Of That Other Country We Now Speak and Other Stories
A troubled father seeks to heal his daughter by confronting private and ancestral ghosts; a former priest regains his vocation by rescuing a woman from a sex cult; an unrequited lover uses a dog as his murder weapon; a corrupt banker seeks redemption among the prayerful inside a booze bar as the “end of the world” approaches—the denizens of Charlson Ong’s latest collection of short fiction inhabit a world fraying at the seams, morally adrift. Wounded and compromised they nonetheless struggle mightily against the “dying of the light.”

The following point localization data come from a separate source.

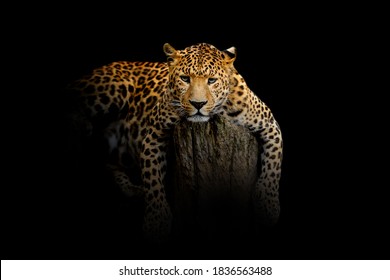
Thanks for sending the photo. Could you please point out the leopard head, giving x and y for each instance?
(199, 79)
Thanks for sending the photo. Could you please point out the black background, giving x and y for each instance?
(307, 66)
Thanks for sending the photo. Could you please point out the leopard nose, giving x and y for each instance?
(198, 105)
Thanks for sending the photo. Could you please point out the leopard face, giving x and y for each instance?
(199, 80)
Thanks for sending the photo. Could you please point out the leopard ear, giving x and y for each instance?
(171, 53)
(230, 54)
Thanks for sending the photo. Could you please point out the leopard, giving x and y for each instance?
(137, 104)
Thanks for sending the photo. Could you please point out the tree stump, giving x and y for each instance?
(214, 172)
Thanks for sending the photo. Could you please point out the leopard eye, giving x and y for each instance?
(211, 80)
(185, 79)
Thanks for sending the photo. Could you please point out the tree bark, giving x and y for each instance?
(214, 172)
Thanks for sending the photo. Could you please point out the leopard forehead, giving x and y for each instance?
(201, 60)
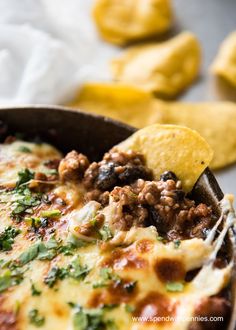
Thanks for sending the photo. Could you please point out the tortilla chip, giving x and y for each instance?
(215, 122)
(224, 64)
(121, 102)
(123, 21)
(171, 148)
(165, 68)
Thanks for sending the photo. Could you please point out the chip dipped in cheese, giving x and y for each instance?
(64, 264)
(172, 148)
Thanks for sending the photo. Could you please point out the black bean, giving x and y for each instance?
(132, 173)
(179, 195)
(168, 175)
(107, 178)
(154, 219)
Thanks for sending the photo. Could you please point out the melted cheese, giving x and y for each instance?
(14, 158)
(132, 255)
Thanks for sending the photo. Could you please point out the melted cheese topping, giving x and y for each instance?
(141, 265)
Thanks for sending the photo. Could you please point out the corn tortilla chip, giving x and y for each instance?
(122, 21)
(215, 122)
(165, 68)
(171, 148)
(224, 64)
(121, 102)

Written over the last two decades, these stories are thematically and stylistically diverse ranging from the exuberant title story to the “minimalist” “The Vet.” Here we find the gritty realism of crime fiction as well as the enchantment of myth. Here is fiction sensual and sophisticated, rich and robust. Here is fiction worthy of its calling.
Charlson Ong has published three collections of short fiction as well as three novels. He has won the National Book Award for both his short fiction and his novels.
About the Author
Charlson Ong has published three collections of short fiction: Men of the East and Other Stories, Woman of Amkaw and Other Stories, and Conversion and Other Fictions as well as three novels: An Embarrassment of Riches (which won the Philippine Centennial Literary Prize), Banyaga, A Song of War (which won the 2006 National Book Award), and Blue Angel, White Shadow (which won the 2011 National Book Award). He teaches Creative Writing at the Department of English and Comparative Literature, College of Arts and Letters, UP Diliman.